There is no evidence to conclude on the use of freezing ovarian tissue or the safety of later tissue grafting in women with epithelial ovarian cancer (Lavoue et al., 2019). However, in the future, alternative options might exist such as in-vitro culture of primordial follicles or artificial ovary, increasing the chances of young cancer survivors of becoming genetic parents.

Conclusions

This is the first case of successful in-vivo mature oocytes retrieval after ovarian stimulation in the cours of open surgery for ovarian cancer surgery during first line treatment. This approach should be considered when transvaginal access is contra-indicated. Prior ovarian stimulation allows retrieval of in-vivo matured oocytes, and pick-up with direct application of the transvaginal ultrasound probe on the ovary is feasibleand avoids any time of ischemia for gametes.

Conflict of interests

The authors have no relevant affiliations or financial involvement with any organization or entity with a financial interest in or financial conflict with the subject matter or materials discussed in the manuscript.

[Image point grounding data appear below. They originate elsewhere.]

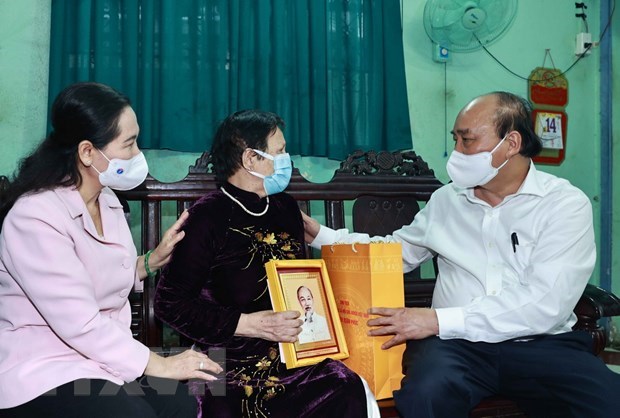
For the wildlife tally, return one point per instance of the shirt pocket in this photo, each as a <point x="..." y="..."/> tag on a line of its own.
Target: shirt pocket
<point x="522" y="259"/>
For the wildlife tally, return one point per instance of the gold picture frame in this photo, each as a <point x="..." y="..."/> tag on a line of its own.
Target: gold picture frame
<point x="304" y="286"/>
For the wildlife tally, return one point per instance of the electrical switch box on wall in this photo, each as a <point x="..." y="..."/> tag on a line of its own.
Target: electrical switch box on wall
<point x="583" y="43"/>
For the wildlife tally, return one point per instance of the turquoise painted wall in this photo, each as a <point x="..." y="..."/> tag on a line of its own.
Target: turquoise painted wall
<point x="539" y="25"/>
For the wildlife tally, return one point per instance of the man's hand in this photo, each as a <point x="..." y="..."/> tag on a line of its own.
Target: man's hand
<point x="311" y="227"/>
<point x="404" y="323"/>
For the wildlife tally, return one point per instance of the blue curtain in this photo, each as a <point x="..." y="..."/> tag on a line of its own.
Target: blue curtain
<point x="333" y="69"/>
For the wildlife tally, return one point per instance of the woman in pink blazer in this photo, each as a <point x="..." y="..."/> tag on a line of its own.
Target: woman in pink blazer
<point x="67" y="265"/>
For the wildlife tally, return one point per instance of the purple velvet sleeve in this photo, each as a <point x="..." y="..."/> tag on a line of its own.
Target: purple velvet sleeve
<point x="183" y="298"/>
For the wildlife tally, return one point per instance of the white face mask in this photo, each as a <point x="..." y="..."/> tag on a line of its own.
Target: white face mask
<point x="123" y="174"/>
<point x="473" y="170"/>
<point x="282" y="171"/>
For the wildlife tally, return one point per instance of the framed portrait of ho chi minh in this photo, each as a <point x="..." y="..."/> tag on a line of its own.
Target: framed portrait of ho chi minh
<point x="304" y="286"/>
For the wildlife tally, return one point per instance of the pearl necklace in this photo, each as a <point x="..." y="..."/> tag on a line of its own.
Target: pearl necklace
<point x="243" y="207"/>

Julie Benard has no conflict of interest.

Isabelle Streuli has no conflict of interest.

Antonella Biondo has no conflict of interest.

Patrick Petignat has no conflict of interest.

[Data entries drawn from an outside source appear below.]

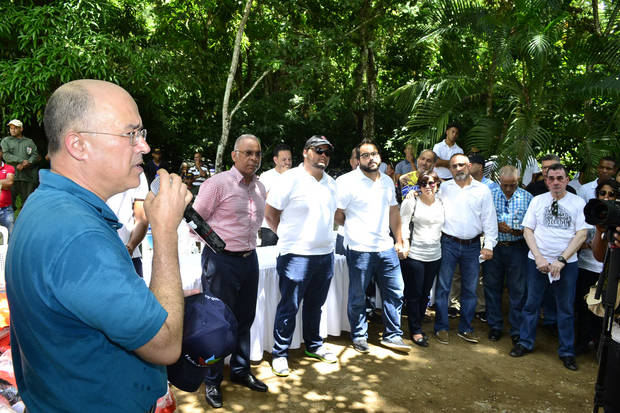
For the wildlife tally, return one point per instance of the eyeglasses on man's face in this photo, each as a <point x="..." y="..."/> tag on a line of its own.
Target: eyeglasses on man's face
<point x="431" y="184"/>
<point x="367" y="155"/>
<point x="134" y="136"/>
<point x="249" y="154"/>
<point x="320" y="151"/>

Manuela Undurraga Malinverno has no conflict of interest.

Author contributions

Julie Benard, Manuela Undurraga Malinverno and Isabelle Streuli: writing, data analysis and editing.

Antonella Biondo and Patrick Petignat: editing.

Patient consent

Fully informed consent was obtained from the patient before drafting the case report.